Architecture decision framework
PortalJS doesn't just build a portal; it helps you decide what to build. This is the advisory layer: a small set of questions that map your needs onto a concrete architecture the build skills can then scaffold. It is opinionated by default and explicit about when to deviate.
Status: design / Phase 1. This document specifies the framework and the
/architectskill. It is the contract the build layer (data provider, data query,
metadata, RBAC) is designed against — see the Roadmap.
Three questions
Every recommendation comes from three questions:
- What are you building? An open-data portal, an internal data catalog, a project/research data site, a public-sector portal with harvesting obligations…
- What is your data? Size, shape (tabular / geospatial / documents), update frequency, number of datasets, sensitivity.
- What is it for? Publishing/discovery, analytics/querying, redistribution, compliance, machine-to-machine harvesting.
Decision axes
The answers resolve into a handful of axes. Each pushes the recommendation along the storage + compute spectrum.

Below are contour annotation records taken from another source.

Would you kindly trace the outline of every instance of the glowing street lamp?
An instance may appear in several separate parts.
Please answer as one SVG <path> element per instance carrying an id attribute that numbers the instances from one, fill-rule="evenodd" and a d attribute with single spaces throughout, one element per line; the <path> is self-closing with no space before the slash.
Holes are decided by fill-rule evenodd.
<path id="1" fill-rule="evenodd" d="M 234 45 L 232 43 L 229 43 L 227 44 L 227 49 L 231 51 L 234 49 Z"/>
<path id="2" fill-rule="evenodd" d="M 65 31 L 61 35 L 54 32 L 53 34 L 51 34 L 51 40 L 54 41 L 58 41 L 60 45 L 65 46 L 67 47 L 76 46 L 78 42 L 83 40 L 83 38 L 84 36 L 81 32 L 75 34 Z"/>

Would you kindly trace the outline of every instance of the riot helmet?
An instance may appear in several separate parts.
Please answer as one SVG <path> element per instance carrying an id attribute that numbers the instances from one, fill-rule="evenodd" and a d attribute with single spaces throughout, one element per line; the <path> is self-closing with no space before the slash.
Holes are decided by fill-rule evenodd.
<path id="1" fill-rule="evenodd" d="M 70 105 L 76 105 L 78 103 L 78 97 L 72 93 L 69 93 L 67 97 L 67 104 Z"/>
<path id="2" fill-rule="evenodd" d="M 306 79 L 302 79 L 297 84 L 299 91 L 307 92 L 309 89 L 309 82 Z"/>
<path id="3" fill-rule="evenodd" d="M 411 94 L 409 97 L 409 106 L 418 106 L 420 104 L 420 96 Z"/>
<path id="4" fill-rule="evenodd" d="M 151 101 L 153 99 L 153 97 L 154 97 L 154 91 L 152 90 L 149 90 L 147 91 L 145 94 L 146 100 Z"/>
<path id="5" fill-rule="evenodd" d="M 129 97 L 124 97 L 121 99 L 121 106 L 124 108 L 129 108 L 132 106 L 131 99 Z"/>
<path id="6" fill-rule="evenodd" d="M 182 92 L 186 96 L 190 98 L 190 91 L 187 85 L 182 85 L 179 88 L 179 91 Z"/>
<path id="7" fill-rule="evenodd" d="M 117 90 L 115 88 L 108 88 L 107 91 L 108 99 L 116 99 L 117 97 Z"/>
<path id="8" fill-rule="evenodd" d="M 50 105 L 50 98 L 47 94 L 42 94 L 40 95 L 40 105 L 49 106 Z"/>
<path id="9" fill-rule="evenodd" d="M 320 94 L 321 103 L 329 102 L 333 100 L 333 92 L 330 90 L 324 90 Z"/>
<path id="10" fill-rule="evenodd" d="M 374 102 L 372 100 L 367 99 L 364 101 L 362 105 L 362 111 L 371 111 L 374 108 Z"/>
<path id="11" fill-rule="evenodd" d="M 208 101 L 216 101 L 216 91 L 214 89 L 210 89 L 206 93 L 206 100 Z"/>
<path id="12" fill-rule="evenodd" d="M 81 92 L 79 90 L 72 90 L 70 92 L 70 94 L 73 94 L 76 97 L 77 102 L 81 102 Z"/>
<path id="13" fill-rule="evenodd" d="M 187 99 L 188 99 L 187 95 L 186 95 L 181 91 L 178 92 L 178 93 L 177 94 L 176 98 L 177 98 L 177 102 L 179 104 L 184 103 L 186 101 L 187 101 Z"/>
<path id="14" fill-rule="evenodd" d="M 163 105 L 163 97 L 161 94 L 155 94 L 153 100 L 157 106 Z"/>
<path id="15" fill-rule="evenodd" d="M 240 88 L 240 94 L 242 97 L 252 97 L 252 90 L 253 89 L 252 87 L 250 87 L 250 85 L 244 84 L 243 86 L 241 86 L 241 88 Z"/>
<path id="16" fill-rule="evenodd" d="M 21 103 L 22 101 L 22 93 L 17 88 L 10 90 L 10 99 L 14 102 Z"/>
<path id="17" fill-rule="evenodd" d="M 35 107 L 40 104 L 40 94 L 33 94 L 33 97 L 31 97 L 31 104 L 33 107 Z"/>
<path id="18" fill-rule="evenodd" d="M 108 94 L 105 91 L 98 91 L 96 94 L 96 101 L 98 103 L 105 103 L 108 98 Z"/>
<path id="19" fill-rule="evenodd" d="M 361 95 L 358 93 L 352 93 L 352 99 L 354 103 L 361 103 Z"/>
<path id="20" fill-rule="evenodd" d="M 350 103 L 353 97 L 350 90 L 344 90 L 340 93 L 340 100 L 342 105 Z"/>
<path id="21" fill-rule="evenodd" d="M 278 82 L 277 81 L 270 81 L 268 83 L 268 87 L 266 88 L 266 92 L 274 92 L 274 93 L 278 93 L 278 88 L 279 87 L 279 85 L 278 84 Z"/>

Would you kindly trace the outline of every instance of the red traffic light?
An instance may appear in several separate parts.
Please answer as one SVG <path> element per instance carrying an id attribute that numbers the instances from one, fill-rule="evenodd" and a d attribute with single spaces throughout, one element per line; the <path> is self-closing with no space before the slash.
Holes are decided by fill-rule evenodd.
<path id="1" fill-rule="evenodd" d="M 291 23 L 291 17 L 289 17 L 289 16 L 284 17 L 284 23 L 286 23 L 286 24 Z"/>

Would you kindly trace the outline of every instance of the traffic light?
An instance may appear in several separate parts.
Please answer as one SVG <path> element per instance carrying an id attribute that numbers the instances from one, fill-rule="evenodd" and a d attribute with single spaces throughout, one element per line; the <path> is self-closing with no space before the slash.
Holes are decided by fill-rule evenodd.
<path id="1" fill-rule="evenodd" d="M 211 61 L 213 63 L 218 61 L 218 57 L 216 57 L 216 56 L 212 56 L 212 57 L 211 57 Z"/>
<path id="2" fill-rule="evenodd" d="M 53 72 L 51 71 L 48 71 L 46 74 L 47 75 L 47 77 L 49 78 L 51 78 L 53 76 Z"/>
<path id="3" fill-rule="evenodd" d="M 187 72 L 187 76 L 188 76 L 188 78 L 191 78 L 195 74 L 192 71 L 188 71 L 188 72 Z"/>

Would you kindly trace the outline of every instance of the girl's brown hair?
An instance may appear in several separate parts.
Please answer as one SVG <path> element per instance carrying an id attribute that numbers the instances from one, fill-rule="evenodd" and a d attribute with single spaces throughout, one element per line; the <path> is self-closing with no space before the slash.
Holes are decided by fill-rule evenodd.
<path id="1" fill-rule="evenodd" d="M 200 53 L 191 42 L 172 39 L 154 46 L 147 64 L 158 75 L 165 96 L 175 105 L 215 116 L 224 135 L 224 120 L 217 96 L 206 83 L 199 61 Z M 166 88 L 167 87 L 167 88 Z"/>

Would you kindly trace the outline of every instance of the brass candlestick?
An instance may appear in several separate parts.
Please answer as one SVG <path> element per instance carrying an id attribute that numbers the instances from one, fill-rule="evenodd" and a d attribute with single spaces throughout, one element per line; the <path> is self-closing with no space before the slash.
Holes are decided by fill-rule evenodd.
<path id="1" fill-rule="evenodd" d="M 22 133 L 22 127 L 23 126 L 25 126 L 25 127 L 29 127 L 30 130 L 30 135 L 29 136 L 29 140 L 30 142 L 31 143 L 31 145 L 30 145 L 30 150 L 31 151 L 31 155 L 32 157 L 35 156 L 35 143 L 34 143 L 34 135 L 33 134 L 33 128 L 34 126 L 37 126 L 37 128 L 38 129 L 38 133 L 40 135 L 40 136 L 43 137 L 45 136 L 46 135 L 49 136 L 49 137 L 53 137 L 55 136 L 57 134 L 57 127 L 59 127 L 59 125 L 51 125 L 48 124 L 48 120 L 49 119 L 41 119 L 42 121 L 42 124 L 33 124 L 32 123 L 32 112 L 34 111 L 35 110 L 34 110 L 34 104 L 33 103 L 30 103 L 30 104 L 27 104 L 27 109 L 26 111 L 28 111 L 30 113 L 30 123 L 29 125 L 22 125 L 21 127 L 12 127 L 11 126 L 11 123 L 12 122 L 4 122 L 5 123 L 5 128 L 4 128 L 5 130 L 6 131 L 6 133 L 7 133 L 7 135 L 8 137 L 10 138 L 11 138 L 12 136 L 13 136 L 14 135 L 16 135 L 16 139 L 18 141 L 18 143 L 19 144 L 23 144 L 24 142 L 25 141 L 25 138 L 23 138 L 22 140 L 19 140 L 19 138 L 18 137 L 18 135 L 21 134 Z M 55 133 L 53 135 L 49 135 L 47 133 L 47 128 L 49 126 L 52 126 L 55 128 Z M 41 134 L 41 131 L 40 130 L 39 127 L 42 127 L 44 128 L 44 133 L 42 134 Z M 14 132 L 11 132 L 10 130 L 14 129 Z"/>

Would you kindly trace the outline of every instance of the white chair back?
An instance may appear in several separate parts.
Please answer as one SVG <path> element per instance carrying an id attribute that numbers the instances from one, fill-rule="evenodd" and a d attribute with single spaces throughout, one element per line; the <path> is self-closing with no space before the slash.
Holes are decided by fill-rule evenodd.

| Axis | Low → High | Pulls toward |
|---|---|---|
| Data volume | KBs → TBs | flat files → Git-LFS+R2 → lakehouse |
| Query needs | "show me the rows" → "aggregate/join/filter" | flat preview → DuckDB → datastore |
| Update frequency | rare, by-hand → continuous | git/gitops → pipeline/CDC |
| # of datasets | a handful → hundreds+ | single-page → catalog → search backend |
| Access control | fully public → role-based private | static → backend RBAC (runtime) |
| Openness/interop | internal only → standards-compliant harvest | plain → DCAT profiles |
| Team & budget | small/cheap/git-native → large/funded/SQL-native | git+R2+DuckDB → warehouse/CKAN |
The recommendation
Each axis-set resolves into a stack across five slots:
| Slot | Options (default in bold) |
|---|---|
| Storage | repo files · Git-LFS + R2 · Parquet on R2 · CKAN datastore / warehouse |
| Catalog | datasets.json · git + Frictionless · DuckLake · backend-native |
| Compute | papaparse · DuckDB (Wasm → server) · warehouse engine |
| Access | static (public) · runtime + backend RBAC |
| Hosting | Cloudflare Pages (static) · Cloudflare Workers (runtime) · any static host |
| Metadata | Frictionless profile · extended · custom · multi-profile + DCAT |
Opinionated defaults
When in doubt, PortalJS recommends the open, cheap, composable path:
- git + giftless/R2 + Parquet + DuckLake + DuckDB, static on Cloudflare Pages, Frictionless metadata.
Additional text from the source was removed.